前回の風花救出作戦の時に、大型シャドウの出現条件は満月の日なのではないか。という仮定が立った。それからは夜、なんとなく空を見上げることが多くなった気がする。別にわざわざ見上げなくたって月の満ち欠けは決まっていて、手帳でも見ればいつが満月かなんてすぐ分かるのに。

そういえば、綾人は前からぼんやりと夜空を見上げていることが多かったんじゃないか、と気付いたのはつい最近だ。
帰りが遅くなったその日、寮の前でぼんやりと月を眺めている綾人に会った。綾人も帰宅途中だったのだろう、学校で別れた時と同じ格好で、ぼんやりと空を見上げていた。何か、たとえば未確認飛行物体的な何かがあるのかとオレも綾人の視線の先に目を向けてみるけれど、見慣れた夜空が広がっているばかりで何も珍しいものはない。一日だって同じ空は存在しない、なんて云うけれどオレには同じに見えるんだから仕方ない。そんなに繊細にできちゃいないんだって、云われなくてもオレが一番分かっている。
綾人はオレに気付くと、少しだけ驚いた顔をした。どうしたのかと不思議に思って口を動かそうとした途端、痛みが走る。ああ、そうだ。放課後のことを思い出し、頬に手を当てると、ずきりと痛んだ。

「喧嘩?」

よくこの暗い中で気付いたよなとオレは苦笑する。頼りない街灯の明かりくらいじゃ、普通は気が付かない。

「ちげーよ」
オレが云うと、綾人は「ふうん」と興味なさげに視線を逸らした。オレが何故殴られるような事態になったか、里綾にはすぐにバレてしまったけれど、たぶん綾人は事情を知らないはずだから正直助かった。詳しく訊かれても全てはどのみち教えてやれない。綾人には知られたくない、というのが里綾の希望でもあったから。

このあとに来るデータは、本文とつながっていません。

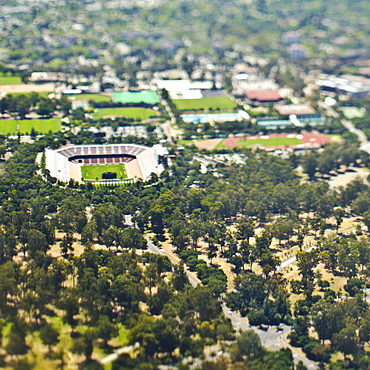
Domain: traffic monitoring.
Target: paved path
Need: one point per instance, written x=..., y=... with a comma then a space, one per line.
x=271, y=338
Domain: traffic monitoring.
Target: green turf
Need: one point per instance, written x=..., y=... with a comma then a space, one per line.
x=352, y=112
x=40, y=94
x=126, y=97
x=274, y=141
x=138, y=114
x=94, y=97
x=10, y=80
x=42, y=126
x=93, y=172
x=210, y=103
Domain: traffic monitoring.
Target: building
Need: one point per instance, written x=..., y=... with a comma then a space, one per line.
x=299, y=114
x=139, y=161
x=258, y=97
x=292, y=37
x=297, y=52
x=353, y=86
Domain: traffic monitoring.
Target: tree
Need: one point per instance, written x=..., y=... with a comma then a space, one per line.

ふと、綾人の感じがいつもと違うな、と感じたのはその時で、何が違うのだろうと綾人を覗き込んでみる。鬱陶しそうな表情をされたけれど、なんだか慣れてしまったらしく今更気にならない。

「あ、」

オレが呟くと、綾人はますます嫌そうな顔をした。
「お前、前髪止めてるとやっぱり里綾に似てるな」
なるほど、とオレは新たな発見に嬉しくなった。似ていると云われるのが嫌で、前髪で顔を隠しているのかもしれない、とも思う。

「双子なんだから、少しは似るよ」
「少しっていうか…」

云いかけた言葉は、綾人の睨みの前に掻き消えた。

苦笑を浮かべて、なんとなくまた空に視線を向ける。相変わらず空には月が浮かんでいて、しかも数日前に見たより円に近付いていた。次の満月は7月7日。七夕スペシャルマッチだと真田さんは云っていたっけ。今度こそ、とオレは無意識に両手を握る。
綾人がふ、と笑ったような気がした。え?と綾人を見る。

「ありがとう」

そう聞こえた気がしたけれど、聞き間違いだったのだろうか。綾人はいつもと変わらない気怠げな表情で、寮の扉を開く。寮内からの明かりが暗闇を照らし、中からゆかりッチと風花の声が聞こえてきた。オレはぼんやりと綾人の姿が寮内に消えていくのを眺めながら、まさか、と考えていた。
まさか、里綾の写真が出回ってたこと、それをオレが何とかしようと奔走してたこと、アイツは全部知ってたのかな。

(いや、まさかなあ…)

痛む頬に無意識に手を当てて、オレはもう一度空を見上げる。